Além dessa dádiva outras mais se sucederam, e a sua construção foi muito
demorada, visto depender sempre de inúmeros auxílios. Ainda a esse respeito
declara a cópia do testamento de Ana Tereza de Carvalho, feita em 29 de maio de
1826 em Pouso Alegre e que se acha transcrita também no citado livro de óbitos
da Catedral, às páginas 152, verso, que diz: “deixo para as obras do Rosário 4$”. Dois valiosos documentos esses
afirmativos de que jamais haveriam de arrefecer aqueles tão vivos sentimentos
de fé que fizeram surgir em 1799 a Capela do Senhor Bom Jesus nesta localidade
e que mais tarde, em 1810, se transformaria em Matriz da Freguezia de Pouso
Alegre, vulgarmente denominada do Mandu onde se prosseguia no ano da graça de
1823 a construção da Capela da Senhora do Rosário que, mais tarde se
transformaria provisoriamente em Matriz da Freguezia para maior gloria de sua
existência e de sua historia.
Realisou-se destarte o inicio das obras da Capela, muito embora para ser
ultimada a sua construção, através de anos sucessivos, tivesse recebido
seguidamente dádivas do povo.
A sua edificação parecia a principio um exagero e uma espécie de luxo do
povo em querer possuir mais uma igreja no arraial. Entretanto, ao contrario,
não tendo sido esses os seus fundamentos de origem, a sua construção dependei
principalmente da devoção não só dos homens de cor como de toda a população da
Freguezia, muito embora nessa época dominasse o espírito de classe tal como
estava dividia a sociedade local, quiçá como em todo paiz, em senhores e
escravos, pois a verdade é que toda população concorreu para a sua edificação.
E foi por força da fé viva religiosa dominante e o espírito de
associação dos homens de cor de então que se conseguiu a construção dessa
igreja.
Nada mais natural que os miseráveis e infelizes escravos
pousoalegrenses, tivessem a sua igreja a exemplo de toda Minas e, coligados,
para o mesmo fim, de migalha em migalha edificassem com o auxilio de seus
senhores no antigo largo da Alegria, praça deixada em aberto pelo Padre José
Bento, vigário de então, no lugar chamado Rancho, em Pouso Alegre, hoje Parque
Municipal, á Praça João Pinheiro, com a intenção de se construir ali a Capela
do Rosário com essa invocação, dedicada á Santa Tereza Protetora de sua classe.
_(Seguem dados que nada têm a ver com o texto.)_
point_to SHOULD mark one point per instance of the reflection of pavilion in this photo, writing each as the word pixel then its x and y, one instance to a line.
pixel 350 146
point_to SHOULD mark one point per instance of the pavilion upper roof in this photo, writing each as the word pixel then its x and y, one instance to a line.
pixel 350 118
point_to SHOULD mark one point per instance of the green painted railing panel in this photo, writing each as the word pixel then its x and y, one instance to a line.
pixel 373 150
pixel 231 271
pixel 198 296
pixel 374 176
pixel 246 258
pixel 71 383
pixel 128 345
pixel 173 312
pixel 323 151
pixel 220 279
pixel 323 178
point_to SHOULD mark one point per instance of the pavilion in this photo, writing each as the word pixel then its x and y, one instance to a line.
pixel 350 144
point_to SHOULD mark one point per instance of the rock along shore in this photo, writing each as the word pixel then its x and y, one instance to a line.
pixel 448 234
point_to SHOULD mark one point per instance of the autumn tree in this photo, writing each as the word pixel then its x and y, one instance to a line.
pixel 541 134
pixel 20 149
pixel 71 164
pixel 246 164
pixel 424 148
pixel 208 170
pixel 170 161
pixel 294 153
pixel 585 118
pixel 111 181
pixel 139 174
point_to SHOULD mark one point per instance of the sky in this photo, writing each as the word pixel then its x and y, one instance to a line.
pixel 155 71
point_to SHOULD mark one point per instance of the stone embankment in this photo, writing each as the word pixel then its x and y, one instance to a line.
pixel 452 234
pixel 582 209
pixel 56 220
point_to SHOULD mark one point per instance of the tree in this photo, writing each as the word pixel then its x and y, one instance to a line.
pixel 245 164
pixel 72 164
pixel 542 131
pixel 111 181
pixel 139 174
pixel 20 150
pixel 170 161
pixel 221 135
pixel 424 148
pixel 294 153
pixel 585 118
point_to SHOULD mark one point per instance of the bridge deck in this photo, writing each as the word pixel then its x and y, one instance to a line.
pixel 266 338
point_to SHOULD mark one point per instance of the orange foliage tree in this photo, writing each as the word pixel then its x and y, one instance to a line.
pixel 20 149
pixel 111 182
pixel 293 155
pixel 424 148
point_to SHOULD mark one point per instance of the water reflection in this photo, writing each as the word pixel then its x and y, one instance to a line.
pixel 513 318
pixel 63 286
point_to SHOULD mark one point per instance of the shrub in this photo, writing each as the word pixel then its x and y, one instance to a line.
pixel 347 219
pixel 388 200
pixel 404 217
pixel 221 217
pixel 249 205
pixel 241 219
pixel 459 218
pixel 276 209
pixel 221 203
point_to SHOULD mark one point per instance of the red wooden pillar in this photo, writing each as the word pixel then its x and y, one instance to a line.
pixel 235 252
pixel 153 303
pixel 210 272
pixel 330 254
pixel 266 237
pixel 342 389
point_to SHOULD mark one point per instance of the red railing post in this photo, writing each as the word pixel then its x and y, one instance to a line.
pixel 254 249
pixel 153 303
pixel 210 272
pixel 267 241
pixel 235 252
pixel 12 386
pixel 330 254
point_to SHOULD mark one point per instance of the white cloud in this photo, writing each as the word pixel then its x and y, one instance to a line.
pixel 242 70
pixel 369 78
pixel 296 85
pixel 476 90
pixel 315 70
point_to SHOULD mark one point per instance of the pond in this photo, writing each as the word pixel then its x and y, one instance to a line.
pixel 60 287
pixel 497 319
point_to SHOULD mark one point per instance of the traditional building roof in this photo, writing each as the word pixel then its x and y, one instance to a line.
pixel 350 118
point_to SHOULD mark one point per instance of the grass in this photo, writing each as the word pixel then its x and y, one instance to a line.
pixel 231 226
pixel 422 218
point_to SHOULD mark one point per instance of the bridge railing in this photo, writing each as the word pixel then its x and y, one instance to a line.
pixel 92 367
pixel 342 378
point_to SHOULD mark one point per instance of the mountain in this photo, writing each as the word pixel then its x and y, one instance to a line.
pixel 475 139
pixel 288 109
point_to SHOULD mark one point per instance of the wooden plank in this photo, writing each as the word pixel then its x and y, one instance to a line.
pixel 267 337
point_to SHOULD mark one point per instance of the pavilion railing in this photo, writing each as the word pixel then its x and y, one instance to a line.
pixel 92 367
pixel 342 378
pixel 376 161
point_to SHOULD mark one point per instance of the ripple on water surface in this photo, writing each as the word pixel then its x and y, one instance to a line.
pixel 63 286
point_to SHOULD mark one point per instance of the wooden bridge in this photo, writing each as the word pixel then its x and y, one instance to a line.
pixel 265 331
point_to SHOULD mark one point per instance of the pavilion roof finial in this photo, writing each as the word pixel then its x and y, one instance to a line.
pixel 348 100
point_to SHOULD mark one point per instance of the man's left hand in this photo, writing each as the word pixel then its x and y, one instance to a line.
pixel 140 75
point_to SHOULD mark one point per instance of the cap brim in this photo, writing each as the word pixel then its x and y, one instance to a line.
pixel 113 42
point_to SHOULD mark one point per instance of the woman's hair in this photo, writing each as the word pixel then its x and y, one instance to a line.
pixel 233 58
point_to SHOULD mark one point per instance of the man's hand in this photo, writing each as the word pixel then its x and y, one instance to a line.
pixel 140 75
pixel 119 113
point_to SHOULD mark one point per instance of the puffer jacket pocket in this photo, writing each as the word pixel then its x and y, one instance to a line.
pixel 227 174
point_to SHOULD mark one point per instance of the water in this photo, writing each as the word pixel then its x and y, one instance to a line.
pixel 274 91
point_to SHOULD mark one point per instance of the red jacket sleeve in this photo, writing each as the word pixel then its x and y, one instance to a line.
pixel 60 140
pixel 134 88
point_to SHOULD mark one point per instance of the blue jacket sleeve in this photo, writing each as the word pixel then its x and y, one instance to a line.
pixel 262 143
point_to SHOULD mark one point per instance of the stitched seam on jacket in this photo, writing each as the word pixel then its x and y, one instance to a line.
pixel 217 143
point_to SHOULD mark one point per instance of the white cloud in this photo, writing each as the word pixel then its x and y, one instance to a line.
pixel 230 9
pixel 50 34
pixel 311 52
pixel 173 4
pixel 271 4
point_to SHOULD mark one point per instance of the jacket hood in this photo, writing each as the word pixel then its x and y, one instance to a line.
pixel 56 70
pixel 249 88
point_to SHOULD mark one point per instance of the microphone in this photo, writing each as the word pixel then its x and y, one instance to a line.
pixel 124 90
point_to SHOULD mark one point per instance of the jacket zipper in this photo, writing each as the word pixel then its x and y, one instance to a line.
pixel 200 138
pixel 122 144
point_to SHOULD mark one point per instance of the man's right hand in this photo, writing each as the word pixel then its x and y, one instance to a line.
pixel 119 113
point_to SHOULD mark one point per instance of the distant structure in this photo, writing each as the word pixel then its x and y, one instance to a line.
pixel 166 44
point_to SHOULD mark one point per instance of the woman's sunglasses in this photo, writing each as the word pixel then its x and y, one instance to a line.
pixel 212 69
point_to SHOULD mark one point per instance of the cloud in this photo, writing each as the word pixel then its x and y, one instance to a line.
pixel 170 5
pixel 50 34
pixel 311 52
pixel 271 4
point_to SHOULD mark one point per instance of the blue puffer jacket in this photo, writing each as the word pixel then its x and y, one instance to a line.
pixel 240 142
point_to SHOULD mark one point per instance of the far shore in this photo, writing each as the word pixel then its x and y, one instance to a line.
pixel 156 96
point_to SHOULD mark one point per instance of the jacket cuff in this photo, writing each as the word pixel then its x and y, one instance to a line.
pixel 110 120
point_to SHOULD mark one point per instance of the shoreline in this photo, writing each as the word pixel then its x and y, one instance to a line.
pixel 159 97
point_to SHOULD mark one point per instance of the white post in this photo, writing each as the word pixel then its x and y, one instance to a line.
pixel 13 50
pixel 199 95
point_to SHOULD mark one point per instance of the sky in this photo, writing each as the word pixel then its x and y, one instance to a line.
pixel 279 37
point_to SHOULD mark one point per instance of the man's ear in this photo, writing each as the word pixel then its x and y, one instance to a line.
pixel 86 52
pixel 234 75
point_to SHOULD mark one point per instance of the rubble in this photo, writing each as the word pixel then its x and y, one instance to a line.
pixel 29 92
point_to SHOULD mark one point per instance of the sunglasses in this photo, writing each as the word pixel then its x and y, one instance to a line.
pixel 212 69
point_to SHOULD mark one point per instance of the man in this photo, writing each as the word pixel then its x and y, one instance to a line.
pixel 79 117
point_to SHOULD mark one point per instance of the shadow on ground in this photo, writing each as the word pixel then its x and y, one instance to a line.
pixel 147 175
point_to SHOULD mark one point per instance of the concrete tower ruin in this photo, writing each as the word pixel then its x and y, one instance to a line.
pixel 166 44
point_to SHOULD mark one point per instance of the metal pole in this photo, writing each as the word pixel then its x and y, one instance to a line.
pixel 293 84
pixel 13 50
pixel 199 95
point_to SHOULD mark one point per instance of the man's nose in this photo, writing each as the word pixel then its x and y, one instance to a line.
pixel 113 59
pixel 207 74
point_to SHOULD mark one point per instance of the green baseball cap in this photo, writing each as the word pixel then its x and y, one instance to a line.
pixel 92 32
Tal milagre e prodígio, fruto aliás cujo colaborou a fé de todos os pousoalegrenses
que, conjugados, escravos e senhores, conseguiram levantar ali esse templo que
é de grata memória para a historia de emancipação de seu solo, sobremodo porque
reconheciam todos iguais parente de Deus. Eis o móvel magnífico de seu triunfo
e o segredo primordial de sua construção.
Fora edificada de fato na esquina da rua que se chamou, por isso, do
Rosário, hoje D. Nery, com a atual Tiradentes, em conhecida vulgarmente hoje
por parque, na praça legalmente denominada João Pinheiro, um dos mais agraciados
pontos de recreio da cidade, o antigo largo da Alegria, hoje transformado num
ótimo Horto Florestal da cidade, cheio de arvores e pássaros, fazendo inveja a
muitas cidade.
De feitio simples, com frontespício de chalé, a Capela do Rosário, tinha
em frente, nesse largo denominado outrora da Alegria, um grande Cruzeiro de
madeira de lei, eregido onde está hoje precisamente a Padaria Alemã, tendo em
volta de seu pé um patamar de pedras toscas e soltas, cujo local ainda
alcançamos. Á sua historia esta ligado num fato relevante da historia da
cidade, pois, foi ali, que, em 6 de Maio de 1832, o Dr. Francisco de Paula
Cerqueira Leite por comissão do Ouvidor da Comarca do Rio verde da Vila de
Campanha da Princeza, de conformidade com as ordens expedidas pelo Exmo.
Presidente em Conselho da Província e da Resolução da Assembléa Geral
Legislativa de de 13 de outubro de 1931, levantou o pelourinho de sua
emancipação municipal.
Esse ato, celebrado naquele dia com todas as solenidades do estilo em
presença de grande numero de cidadãos, provocou demonstração de alegria e
contentamento em todos que repetiram vivas á religião Católica, a Assembléa
Legislativa, a sua Majestade o Imperador Pedro II e a Regência. O relato desses
acontecimentos, segundo o termo aberto á pag. 1, que descobrimos transcrito no
auto avulso referentes esses fatos e existentes no Arquivo Publico Mineiro,
consta do ato de levantamento do pelourinho
mais atos praticados nesse dia da instalação da Vila de Pouso Alegre.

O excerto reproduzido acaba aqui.